There are many prospective employers who ask on their application if you have ever sued a former employer, and if the answer is yes, or you are caught lying, you will not have a job.

evandad's avatar

The lawyer will advise you to sue because he will benefit from it. It sounds like the injury isn’t a major one. No broken bones, just a few weeks of physical therapy. As earlier stated workers comp will cover you until he is able to work full time again. You are probably the best judge of the situation. If you think the damage is minor advise him to take the comp, heal up and get back to work.

john65pennington's avatar

If he sues his company, they will settle out of court with him. but, there are conditions that he will have to agree to. like being terminated, not mentioning the money amount of the settlement to anyone, the company not admitting fault, company agreeing to future medical for your friend. he can expect all of the above. i know this from personal experience while working a part time job.

Cruiser's avatar

@dpworkin That 2% would save me $280.00 per year on my HC premium and then multiply that by the number of privately insured people and we are talking quite a bit of money here…certainly an amount worth pursuing IMO.

dpworkin's avatar

@Cruiser. It world, except the greater percentage of that 2% would continue to be protected under the caps, making the difference negligible. It reminds me of Reagan’s “Welfare Queen.” You find all the “Welfare Queens” and clean them out of the system, and you have bought about 20 minutes worth of making the legitimate system run.

Cruiser's avatar

@dpworkin I am not schooled enough on this matter to further this discussion. I responded yesterday out of exasperation. I have watched my insurance premiums triple in the 14 years at this company…last year we switched ins. companies and applied for a $3,500 deductible (per insured household member so I face $10,500 a year in deductibles on top of all the copays and premiums I pay) in as desperate attempt to control the costs of this benefit for the employees here. Also yesterday I got our renewal in the mail and my premium alone went up $2,600 per year!! WTH!!
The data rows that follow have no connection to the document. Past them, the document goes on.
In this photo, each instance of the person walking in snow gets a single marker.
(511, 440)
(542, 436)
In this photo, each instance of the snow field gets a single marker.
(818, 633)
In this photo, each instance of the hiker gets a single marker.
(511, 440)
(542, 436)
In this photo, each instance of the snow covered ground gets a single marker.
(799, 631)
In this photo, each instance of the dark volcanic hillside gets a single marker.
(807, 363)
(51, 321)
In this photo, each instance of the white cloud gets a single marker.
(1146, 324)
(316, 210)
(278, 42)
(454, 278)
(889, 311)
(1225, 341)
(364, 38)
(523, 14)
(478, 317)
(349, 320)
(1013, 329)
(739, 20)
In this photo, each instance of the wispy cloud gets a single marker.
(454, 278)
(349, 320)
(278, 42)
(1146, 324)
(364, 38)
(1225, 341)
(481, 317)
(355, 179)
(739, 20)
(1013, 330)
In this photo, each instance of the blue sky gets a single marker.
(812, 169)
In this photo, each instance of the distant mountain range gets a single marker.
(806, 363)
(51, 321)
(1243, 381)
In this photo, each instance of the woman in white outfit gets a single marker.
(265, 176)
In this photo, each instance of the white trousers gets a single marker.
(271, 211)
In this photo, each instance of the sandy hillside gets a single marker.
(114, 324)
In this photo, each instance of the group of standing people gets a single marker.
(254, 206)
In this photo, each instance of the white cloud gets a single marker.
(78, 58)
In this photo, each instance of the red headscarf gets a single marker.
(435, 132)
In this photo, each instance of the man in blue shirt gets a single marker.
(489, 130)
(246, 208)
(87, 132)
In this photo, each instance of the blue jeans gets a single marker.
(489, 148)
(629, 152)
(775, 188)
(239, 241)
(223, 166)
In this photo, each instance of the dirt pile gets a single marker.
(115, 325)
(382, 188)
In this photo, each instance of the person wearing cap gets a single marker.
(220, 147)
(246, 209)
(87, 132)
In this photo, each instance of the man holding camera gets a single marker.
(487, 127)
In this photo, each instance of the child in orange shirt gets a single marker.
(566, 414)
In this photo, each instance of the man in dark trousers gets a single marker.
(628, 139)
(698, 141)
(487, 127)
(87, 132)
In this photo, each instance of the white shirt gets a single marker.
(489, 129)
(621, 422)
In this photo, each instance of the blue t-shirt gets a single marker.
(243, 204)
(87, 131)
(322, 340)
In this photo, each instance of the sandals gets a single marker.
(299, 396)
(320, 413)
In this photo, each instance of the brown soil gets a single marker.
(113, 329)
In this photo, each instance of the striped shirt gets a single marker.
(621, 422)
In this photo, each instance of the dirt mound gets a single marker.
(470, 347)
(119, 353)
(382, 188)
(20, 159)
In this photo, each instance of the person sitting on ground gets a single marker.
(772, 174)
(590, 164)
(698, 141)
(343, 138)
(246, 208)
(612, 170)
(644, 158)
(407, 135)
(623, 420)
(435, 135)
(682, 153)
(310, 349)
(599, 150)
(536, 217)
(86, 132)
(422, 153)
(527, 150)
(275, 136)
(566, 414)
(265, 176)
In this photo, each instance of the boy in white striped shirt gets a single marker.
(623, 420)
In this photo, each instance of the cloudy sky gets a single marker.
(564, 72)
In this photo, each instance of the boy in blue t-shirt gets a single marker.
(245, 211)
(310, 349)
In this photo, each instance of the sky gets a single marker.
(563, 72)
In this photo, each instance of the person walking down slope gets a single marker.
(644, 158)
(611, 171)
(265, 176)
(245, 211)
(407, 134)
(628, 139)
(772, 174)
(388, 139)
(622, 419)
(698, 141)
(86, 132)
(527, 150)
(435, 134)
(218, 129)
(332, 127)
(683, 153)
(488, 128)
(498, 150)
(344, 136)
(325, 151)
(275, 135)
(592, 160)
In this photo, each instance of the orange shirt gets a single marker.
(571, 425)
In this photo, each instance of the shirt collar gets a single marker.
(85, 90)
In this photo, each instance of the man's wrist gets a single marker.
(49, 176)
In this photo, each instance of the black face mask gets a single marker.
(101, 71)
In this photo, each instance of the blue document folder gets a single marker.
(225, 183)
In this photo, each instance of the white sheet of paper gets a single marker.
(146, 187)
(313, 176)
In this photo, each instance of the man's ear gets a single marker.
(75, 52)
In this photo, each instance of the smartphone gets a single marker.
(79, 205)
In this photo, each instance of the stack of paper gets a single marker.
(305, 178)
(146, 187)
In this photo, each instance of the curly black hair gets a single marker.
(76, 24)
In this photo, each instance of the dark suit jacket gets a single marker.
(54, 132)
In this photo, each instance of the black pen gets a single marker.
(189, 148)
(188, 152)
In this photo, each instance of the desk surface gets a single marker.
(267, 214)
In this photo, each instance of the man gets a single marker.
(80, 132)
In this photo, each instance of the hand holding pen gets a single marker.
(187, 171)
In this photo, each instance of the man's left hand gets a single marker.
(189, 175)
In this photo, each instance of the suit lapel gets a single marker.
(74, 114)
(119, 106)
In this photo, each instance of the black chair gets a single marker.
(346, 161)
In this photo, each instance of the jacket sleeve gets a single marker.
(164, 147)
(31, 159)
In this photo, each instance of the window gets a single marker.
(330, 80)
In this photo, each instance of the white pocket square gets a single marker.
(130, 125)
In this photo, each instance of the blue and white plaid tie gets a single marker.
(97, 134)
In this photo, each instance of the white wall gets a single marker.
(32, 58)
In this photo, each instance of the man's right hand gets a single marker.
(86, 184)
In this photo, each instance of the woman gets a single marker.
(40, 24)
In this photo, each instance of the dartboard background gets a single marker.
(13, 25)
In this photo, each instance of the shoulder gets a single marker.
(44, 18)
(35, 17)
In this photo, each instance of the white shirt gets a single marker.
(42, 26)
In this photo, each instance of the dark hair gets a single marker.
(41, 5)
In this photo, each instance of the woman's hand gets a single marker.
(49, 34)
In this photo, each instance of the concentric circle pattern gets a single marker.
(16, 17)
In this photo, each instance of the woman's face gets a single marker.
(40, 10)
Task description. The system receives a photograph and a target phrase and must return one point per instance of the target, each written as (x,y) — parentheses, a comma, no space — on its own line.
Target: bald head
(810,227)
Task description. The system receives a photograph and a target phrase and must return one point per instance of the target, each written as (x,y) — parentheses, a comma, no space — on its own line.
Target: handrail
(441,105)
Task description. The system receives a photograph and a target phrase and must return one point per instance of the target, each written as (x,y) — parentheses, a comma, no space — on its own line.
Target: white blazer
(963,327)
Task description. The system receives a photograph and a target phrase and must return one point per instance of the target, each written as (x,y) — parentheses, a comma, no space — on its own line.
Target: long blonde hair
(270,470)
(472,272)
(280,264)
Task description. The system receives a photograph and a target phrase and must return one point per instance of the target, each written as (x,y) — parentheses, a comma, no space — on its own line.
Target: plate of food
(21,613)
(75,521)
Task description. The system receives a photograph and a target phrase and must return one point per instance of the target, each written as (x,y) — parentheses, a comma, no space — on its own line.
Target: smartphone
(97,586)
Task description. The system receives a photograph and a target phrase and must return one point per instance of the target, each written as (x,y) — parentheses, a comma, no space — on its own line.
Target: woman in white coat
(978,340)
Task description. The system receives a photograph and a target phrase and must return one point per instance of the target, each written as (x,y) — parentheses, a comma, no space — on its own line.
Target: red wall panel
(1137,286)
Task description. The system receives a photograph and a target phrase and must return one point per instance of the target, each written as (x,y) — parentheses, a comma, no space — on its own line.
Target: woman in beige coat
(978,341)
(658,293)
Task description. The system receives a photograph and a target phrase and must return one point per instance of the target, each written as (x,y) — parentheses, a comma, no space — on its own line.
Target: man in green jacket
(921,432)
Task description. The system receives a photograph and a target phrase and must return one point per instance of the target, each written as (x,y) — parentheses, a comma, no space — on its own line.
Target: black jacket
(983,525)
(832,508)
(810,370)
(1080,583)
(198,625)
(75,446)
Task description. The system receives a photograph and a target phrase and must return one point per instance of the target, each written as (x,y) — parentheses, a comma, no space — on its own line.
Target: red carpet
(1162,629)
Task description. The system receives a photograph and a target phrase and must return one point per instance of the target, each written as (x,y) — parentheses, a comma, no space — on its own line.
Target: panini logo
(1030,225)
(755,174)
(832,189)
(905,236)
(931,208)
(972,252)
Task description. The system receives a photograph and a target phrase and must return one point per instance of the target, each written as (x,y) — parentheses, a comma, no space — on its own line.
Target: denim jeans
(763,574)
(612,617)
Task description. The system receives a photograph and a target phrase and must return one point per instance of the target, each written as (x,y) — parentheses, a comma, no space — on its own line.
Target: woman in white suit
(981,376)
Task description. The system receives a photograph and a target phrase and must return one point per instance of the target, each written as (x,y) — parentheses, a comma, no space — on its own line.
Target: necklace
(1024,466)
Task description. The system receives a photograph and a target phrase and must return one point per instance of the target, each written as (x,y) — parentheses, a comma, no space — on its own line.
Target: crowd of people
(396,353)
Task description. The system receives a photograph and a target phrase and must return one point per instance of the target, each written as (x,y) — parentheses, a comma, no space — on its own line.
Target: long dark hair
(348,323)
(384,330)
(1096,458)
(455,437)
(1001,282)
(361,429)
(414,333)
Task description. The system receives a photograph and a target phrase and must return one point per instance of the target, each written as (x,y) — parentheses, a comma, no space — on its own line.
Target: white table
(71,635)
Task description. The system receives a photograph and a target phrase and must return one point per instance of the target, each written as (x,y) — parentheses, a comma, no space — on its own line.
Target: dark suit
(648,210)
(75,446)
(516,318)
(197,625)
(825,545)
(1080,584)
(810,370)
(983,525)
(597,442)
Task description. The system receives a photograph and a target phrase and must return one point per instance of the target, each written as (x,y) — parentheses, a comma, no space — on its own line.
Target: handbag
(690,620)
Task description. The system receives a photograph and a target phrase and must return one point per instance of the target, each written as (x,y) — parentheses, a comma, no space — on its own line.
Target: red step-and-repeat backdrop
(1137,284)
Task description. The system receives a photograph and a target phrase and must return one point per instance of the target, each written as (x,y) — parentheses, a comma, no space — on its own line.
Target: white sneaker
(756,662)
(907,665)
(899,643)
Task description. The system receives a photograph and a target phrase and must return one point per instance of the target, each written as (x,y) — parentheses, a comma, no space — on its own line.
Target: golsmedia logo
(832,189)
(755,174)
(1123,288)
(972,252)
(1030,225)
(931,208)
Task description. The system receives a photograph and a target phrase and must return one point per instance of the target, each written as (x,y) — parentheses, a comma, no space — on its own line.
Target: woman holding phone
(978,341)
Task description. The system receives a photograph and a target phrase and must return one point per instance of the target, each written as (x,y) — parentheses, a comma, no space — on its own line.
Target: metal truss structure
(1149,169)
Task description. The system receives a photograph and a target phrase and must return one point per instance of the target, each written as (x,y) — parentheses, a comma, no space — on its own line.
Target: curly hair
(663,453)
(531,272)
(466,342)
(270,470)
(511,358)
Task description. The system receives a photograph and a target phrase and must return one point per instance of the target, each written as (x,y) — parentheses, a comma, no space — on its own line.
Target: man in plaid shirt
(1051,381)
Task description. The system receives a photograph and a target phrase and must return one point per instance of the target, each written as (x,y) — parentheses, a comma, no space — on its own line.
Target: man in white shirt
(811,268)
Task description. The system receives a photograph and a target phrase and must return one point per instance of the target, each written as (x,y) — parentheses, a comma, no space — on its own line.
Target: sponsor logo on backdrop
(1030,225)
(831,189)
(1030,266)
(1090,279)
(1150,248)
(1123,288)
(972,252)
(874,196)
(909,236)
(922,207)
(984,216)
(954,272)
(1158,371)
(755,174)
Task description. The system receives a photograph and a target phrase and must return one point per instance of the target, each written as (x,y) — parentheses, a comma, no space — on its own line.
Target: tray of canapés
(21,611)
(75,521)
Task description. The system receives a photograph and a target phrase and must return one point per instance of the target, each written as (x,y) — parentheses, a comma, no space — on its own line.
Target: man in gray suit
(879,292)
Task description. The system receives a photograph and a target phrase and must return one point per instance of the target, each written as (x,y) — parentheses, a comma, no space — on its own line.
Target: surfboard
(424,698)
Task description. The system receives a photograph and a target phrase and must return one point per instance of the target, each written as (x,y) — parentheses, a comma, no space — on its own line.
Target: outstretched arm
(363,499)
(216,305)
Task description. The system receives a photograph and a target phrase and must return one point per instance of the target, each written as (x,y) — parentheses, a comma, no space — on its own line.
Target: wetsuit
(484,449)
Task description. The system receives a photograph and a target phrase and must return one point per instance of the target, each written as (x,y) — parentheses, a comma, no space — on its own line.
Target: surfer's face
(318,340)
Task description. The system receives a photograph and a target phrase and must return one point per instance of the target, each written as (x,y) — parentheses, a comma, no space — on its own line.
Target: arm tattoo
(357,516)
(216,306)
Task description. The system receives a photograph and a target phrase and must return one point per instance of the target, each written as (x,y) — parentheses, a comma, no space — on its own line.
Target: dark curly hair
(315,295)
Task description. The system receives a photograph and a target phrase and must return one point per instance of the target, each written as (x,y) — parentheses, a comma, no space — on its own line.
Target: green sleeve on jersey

First off…I am not trying to begrudge anyone from rightfully suing for a medical mistake. The way I see it, so much could be accomplished simply by changing the liability aspect of initiating the lawsuit. Greedy lawyers can saddle up to the trough knowing most insurance companies will roll over and settle to avoid costly lengthy trials and this element alone is costing the insurance companies staggering amounts of money which I have to cover through these insane premiums. Medicare/Medicade fraud is another sore subject…so help me understand why these seemingly obvious solutions to seemingly obvious problems are still rampant in this industry? I am beyond frustrated here dp! Tell me please aside from Torte reform how is this industry going to be able to provide health care coverage at reasonable rates?

dpworkin's avatar

A Single Payer system that eliminates the health insurance companies, which are just dead weight, will reduce the budget deficit and result in a much higher level of care for everyone. Currently the USA is number 37 in the World in health care, and is the only developed country without universal health care for its inhabitants, all due to the greed of the health insurance companies which have inflated your premium in order to increase their profits.

thriftymaid's avatar

Future employers will not be thrilled.

RocketSquid's avatar

He’s been a little hard to get in touch of lately, but the good news is from what I hear he may actually go after the owner of the building, not his employer (who rents the space). I still think he’s reaching a bit, but I guess I’ll hear what his lawyer recommended today.

Val123's avatar

@RocketSquid Why is your friend so bound and determined to sue somebody? Accidents happen.